Chapitre 53 : No man's land

Un plan complexe monté pour contourner l'incontournable pendant à peine une semaine. Un véritable exploit, dont Adrian n'était pourtant pas sûr de l'issue. Tout ce qu'il savait, c'est qu'il aurait fait tout ce qui était en son pouvoir, et même au-delà, pour sauver Uméïra. Et ça avait marché.

L'aube imposait lentement son éclatante souveraineté et les grillons cessaient progressivement leur concert nocturne. Rhisp et Mate, les deux chevaux, galopaient avec assurance, comme s'ils s'étaient jurés d'apporter leur soutien au sauvetage de la reine. Laissant son esprit dériver vers ces ironiques pensées, Adrian fend ses lèvres en un demi-sourire amusé qui n'échappe pas à Heldra. Celle-ci sourit à son tour en regardant son frère.

- Tu es l'homme le plus heureux du monde en ce moment, n'est-ce pas grand-frère ?

Il baisse les yeux et s'attarde sur les traits fins et délicats de la reine, qu'ils ont réussi plus ou moins à installer confortablement à l'avant de l'étalon d'Adrian.

- Ça se voit tant que ça ? répond avec engouement Adrian.

Les deux jeunes filles se mettent à rire aux éclats sur le dos de Mate, amusées par l'état d'âme romantique que ne se gêne pas pour leur montrer Adrian.

- Je ne t'ai pas connu aussi romantique Adrian, se moque Nikita.

- Les choses changent ma chère, moi non plus je ne me croyais pas comme ça, rétorque-t-il sur le même ton enjoué. Sauf qu'il faut qu'elle survive. C'est la dernière ligne droite.

Son visage se rembrunit aussitôt et il garde un silence sérieux. Consciente que son frère est secrètement très inquiet à cause de l'état mourant d'Uméïra, Heldra essaye tant bien que mal d'établir un contact visuel. Mais il garde une expression livide, plongé dans ses plus profondes pensées.
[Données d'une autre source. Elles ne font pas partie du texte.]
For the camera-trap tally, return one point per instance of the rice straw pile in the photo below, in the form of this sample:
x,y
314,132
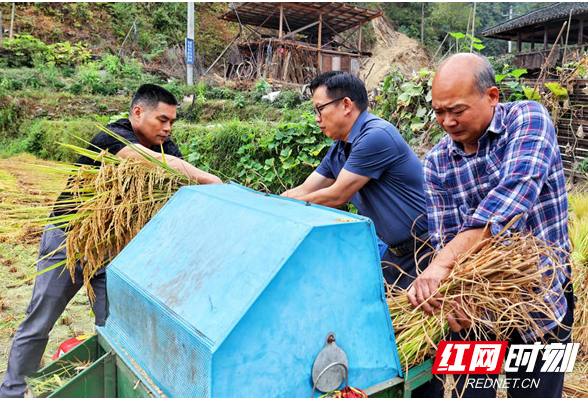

La remarque jette un froid sévère sur l'ambiance bon enfant qui accompagnait la délégation, froid qui semble aussi gagner les animaux qui ralentissent peu à peu.

- On est arrivé à la grotte, dit Heldra.

Toute la petite délégation lève les yeux vers le couloir de branches enchevêtrées à travers lesquelles un mistral frais traduit la présence du fleuve non loin, donc d'un passage. Adrian ralentit progressivement le mouvement de son cheval et avance prudemment vers le passage, où il s'engouffre en plissant les yeux. Le reste de la cavalerie le suit singulièrement et en à peine quelques minutes, tous sont aperçoivent l'imposante grotte qui va les abriter pour un temps encore indéfini.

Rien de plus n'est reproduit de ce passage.